C'è una specie in via di estinzione e di cui si sente una gran mancanza: i direttori artistici (per fortuna con qualche eccezione superstite: confidiamo, per esempio, nel giovanissimo Edoardo Bottacin di Rovigo).

Molto spesso si sentono additare gli agenti come una specie infida causa di ogni male. Certo, esistono diversi esponenti della categoria che possono giustificarne la nomea, ma anche tanti ottimi professionisti che svolgono con coscienza e competenza il loro mestiere. Dopotutto non possiamo negare che servano: un artista non può pensare a gestire da solo contratti, contatti, logistiche, soprattutto a inizio carriera Può aver bisogno di consigli. È pure comprensibile che un direttore artistico, non potendo essere sempre ovunque, possa avere fiducia e stima di un agente che usa presentargli artisti validi. Perché no?
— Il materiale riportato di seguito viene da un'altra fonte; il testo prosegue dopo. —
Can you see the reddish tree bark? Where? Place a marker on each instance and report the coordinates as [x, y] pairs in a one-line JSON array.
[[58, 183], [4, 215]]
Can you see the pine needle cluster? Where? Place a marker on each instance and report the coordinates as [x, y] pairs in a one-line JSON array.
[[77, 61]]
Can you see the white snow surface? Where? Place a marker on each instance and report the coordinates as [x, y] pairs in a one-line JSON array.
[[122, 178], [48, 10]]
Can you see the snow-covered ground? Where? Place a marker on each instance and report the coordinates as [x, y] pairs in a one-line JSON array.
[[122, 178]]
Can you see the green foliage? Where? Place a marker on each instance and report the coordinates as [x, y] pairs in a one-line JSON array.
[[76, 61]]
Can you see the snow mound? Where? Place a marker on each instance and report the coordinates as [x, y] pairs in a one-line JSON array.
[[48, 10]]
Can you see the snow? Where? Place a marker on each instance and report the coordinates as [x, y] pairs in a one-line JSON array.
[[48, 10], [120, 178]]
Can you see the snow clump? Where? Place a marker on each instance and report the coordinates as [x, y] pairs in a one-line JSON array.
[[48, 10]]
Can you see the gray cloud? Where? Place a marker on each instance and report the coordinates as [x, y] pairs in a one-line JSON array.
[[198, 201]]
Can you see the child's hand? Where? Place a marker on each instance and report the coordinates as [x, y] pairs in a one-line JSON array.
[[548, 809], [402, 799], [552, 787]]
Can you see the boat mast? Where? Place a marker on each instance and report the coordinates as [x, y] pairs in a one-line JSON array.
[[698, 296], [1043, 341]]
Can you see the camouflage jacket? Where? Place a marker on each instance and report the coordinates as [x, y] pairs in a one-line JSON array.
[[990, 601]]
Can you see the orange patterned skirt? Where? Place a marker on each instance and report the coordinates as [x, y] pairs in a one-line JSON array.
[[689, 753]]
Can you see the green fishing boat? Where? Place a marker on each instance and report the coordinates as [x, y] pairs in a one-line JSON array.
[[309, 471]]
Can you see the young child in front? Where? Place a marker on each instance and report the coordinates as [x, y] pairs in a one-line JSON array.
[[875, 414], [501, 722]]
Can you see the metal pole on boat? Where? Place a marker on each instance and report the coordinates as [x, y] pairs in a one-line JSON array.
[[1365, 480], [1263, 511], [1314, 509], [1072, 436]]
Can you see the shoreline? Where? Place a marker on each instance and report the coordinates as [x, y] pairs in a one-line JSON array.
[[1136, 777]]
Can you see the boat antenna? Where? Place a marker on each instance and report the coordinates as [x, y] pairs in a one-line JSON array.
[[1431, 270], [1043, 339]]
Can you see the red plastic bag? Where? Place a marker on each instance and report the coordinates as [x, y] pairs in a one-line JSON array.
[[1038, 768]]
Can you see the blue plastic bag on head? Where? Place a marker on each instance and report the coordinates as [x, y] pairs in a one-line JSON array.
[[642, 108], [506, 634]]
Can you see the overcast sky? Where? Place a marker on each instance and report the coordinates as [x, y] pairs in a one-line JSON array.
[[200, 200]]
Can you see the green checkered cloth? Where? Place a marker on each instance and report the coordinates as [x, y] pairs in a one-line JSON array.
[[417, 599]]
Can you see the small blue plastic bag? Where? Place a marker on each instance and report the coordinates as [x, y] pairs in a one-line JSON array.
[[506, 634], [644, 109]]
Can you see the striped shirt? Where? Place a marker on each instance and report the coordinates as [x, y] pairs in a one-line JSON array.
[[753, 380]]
Possiamo tutti fare il gioco di verificare le agenzie di riferimento dei nomi in un determinato cartellone per scoprire presenze massicce di questa o quella scuderia in un teatro in un altro, o abbinamenti fra nomi di punta e altri di cui, altrimenti, non ci spiegheremmo proprio la presenza. In tutta onestà, però, non mi sento di condannare a priori certe frequenze di contratto: è naturale che un direttore artistico abbia i propri gusti, preferisca certuni a certi altri, così come è perfettamente umano che si trovi meglio a trattare con un agente piuttosto che con un altro. Il problema, naturalmente, si pone quando quel che può essere naturale gusto o affinità travalica i limiti ragionevoli, quando si notano monopoli (o embarghi) e quando si comincia a sentire aroma di malafede. Il potere dell'agente viene dal direttore artistico che glielo dà: può essere, più che potere, giusto riconoscimento di un buon lavoro; può essere la trasformazione in un direttore artistico ombra. In quest'ultimo caso, ecco che nelle stagioni il rincorrersi di titoli rassicuranti e di qualche occasionale primizia inserita per i palati più esigenti e magari per onorare un anniversario può finire per corrispondere al rincorrersi degli stessi nomi, meticolosamente compilati dal roster di riferimento. La deriva si verifica se non abbiamo la vera figura del direttore artistico a reggere le fila del teatro e soffre della sempre più frequente fusione amministrativa con il sovrintendente (che è altra cosa, ha altri compiti e altre competenze) come dell'intromissione del marketing a consigliare le scelte di cartellone. Ma queste scelte dovrebbero venire da un progetto artistico, da una ricerca, non da uno studio su una domanda già prevista e confezionata: tutti sono capaci a vendere la Nutella e, dunque, che merito avrà il consulente marketing o il dirigente che proporrà di mettere in menù la Nutella? Il nodo, per un operatore culturale, dovrebbe invece essere quello di pensare prima alla sostanza del progetto, al valore della programmazione e degli artisti, di cercare le persone giuste senza abbandonarsi alle mode e poi a come proporlo e venderlo al pubblico.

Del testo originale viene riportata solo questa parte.